This, friends and acquaintances, is Jamie Vardy, ace striker for Leicester City FC and world-class shithouse. His specialty is the extravagant goal celebration in front of opposition fans. I do believe he’d rather score on the road than at home, just so he can put on displays like this. A former teammate says that Vardy would ask fellow players how to deliver insults in their language so he’d know how to say “Your sister is a whore” to a Portuguese defender.
Shithousery, broadly defined, is behavior designed to get under your opponent’s skin and hopefully disrupt their play. Kicking, grabbing, taunting, egregious overacting in an attempt to draw a foul, that sort of thing. It’s a quality you hate in opposing players but love when they’re on your side.
Which brings us to Vermont politics, especially Democratic politics, which is woefully short on shithousery. You might think we’re better off that way. To be sure, shithousery can be overdone; there are figures on the national scene who are capable of nothing but. (Ted Cruz, Jim Jordan, Paul Gosar, etc.) Vardy, on the other hand, is a topnotch player who once carried his squad to an improbable Premier League championship.
We need us a Jamie Vardy. By “we,” I mean Vermont’s Democrats and Progressives. The closest thing we’ve got is Bernie Sanders, but he’s not active on the home front. We need someone in state politics happy to throw a sharp elbow in the opposition’s ribs, even if they have to suffer the tut-tuts of the chattering class.
Phil Scott, for all his “nice guy” reputation, is an exceptional shithouse.

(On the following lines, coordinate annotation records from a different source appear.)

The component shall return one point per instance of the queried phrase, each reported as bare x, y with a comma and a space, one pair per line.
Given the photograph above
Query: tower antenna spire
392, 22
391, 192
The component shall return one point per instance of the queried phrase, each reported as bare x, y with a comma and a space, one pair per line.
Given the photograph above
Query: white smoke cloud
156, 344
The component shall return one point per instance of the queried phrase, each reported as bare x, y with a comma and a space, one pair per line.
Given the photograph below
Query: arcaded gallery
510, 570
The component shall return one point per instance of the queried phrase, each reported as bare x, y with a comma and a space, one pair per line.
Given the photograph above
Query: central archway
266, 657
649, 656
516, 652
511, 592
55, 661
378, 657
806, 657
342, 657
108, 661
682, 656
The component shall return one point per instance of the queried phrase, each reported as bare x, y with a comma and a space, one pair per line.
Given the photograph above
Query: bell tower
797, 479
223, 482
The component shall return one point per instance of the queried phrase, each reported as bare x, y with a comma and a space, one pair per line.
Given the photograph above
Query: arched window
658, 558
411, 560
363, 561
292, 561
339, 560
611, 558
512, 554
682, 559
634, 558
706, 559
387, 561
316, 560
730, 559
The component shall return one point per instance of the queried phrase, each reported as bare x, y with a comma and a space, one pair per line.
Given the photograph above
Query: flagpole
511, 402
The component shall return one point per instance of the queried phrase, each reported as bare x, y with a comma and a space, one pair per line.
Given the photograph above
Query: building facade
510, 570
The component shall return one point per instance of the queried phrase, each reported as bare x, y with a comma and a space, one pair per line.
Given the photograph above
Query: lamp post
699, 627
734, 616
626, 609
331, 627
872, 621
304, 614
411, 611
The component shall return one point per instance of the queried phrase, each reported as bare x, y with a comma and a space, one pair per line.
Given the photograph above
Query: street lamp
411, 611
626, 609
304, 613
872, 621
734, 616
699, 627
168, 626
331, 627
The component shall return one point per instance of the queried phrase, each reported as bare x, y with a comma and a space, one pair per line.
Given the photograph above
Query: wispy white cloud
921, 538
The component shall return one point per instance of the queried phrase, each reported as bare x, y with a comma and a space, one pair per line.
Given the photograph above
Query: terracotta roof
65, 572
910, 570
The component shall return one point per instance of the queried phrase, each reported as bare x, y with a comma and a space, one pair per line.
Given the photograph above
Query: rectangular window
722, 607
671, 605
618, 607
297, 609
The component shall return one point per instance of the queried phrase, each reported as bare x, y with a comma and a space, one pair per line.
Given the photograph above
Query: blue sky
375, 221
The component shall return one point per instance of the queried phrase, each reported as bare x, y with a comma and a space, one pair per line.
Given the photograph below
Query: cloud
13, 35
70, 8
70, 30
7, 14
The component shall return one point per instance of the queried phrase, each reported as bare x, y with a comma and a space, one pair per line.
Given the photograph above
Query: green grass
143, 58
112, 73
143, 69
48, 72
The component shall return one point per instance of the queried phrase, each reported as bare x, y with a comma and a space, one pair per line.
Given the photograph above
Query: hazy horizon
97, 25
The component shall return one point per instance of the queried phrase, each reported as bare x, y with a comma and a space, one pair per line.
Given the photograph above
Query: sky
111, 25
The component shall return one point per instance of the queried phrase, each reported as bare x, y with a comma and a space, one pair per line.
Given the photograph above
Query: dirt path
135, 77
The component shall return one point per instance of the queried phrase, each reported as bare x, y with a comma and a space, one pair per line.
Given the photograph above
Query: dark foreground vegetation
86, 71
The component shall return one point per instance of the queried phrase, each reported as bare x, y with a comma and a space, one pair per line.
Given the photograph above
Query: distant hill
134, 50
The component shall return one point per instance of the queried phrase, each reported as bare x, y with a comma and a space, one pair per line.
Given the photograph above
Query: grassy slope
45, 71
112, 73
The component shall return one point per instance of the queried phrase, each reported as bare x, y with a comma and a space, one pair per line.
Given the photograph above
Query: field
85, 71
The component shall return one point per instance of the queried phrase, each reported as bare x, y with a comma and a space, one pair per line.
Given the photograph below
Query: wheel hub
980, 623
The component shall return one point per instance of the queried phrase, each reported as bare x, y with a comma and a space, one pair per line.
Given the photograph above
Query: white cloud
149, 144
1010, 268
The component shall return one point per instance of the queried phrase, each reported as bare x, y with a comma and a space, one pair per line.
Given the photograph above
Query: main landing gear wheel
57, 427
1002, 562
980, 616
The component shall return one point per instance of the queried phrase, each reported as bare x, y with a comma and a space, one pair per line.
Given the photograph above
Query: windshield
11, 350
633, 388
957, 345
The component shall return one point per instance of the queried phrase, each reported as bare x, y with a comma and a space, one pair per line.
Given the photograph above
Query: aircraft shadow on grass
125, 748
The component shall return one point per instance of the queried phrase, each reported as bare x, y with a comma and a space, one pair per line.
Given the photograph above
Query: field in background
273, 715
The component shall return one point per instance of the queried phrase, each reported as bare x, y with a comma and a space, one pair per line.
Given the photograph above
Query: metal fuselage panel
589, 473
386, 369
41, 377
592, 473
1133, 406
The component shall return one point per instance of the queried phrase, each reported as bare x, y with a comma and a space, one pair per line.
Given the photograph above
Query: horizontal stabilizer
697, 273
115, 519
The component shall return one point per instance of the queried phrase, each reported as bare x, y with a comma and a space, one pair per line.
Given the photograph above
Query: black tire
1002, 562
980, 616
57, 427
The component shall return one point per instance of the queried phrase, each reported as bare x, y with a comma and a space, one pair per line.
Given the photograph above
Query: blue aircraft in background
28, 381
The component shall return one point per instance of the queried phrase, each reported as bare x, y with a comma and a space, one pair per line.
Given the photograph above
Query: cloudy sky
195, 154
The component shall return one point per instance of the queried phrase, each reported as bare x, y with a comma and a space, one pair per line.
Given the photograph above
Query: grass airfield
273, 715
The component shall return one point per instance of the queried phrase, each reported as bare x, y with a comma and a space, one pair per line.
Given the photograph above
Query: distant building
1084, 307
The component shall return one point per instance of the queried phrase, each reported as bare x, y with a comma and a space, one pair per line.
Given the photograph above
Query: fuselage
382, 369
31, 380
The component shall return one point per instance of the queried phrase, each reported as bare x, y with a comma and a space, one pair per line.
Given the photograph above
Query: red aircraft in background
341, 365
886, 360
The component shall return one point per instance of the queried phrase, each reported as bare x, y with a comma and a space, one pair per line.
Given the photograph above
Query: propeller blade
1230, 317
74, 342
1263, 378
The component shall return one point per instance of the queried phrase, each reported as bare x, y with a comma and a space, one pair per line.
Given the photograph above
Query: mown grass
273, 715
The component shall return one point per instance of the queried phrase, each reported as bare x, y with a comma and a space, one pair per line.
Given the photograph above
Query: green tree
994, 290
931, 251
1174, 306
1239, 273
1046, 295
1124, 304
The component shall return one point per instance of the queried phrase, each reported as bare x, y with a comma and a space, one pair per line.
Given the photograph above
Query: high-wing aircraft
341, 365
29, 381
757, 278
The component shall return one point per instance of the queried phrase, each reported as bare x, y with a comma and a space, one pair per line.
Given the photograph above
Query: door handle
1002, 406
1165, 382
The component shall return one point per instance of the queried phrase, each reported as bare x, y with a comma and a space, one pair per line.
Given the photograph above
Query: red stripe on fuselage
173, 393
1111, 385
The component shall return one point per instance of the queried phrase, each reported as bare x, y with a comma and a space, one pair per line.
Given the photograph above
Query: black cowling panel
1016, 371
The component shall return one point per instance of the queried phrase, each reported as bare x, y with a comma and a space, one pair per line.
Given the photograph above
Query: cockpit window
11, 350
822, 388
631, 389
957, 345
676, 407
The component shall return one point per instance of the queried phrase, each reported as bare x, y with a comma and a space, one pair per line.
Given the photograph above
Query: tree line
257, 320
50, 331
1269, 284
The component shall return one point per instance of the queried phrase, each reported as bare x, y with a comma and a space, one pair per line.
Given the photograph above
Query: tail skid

He knows how to fire a sucker-punch when the ref isn’t looking. Say, when he accuses his critics of playing politics or slams the media for creating controversy. Or when he tiptoes around veto threats while refusing to engage with lawmakers.
It’s how he keeps the Dems off balance. They’re always trying to guess how far they can go without triggering a veto, which makes them water down their own legislation. Which results in Democrats looking like fools when they try to convince their voters that really, if you vote for us this time, we’ll deliver on the stuff we’ve been promising for years. Scott also keeps a stable of shithouses in his executive office, just as fellow “nice guy” Jim Douglas did when he was governor. (Names? Jason Gibbs, Dustin Degree, Tayt Brooks. All three have Two have been at Scott’s right hand since day one; Degree joined them eleven months into Scott’s first term.)
Notwithstanding arch declarations about gutter politics or performative acts, shithousery is a time-honored tactic with a legitimate role in the public sphere. And just because you want to rise above doesn’t mean the other side will. When you forswear the dark arts, you’re walking unarmed into a knife fight. You see it every time the governor dances rhetorical circles around the Legislature.
I tell you, legislative Dems need a shithouse, someone willing to draw the ire of Republicans. And the party needs a shithouse to run against the governor. If you can’t beat him, put up a candidate willing to throw down, put some dents in his Teflon, soften him up for the next go-round. Give your voters reason to believe that you’re fighting for them.
I have no confidence whatsoever that they’ve got it in them. For many Democrats, the very idea is anathema. They prefer to think of themselves as operating on a higher plane. Shithousery would be an exercise in self-debasement. And if it was successful, even worse.
I hate to break it to these residents of the astral plane, but politics is eye-pokes and cheap shots and insults just as much as it is speeches and platforms and position papers.
Just ask Phil Scott. If you get a few beers in him first.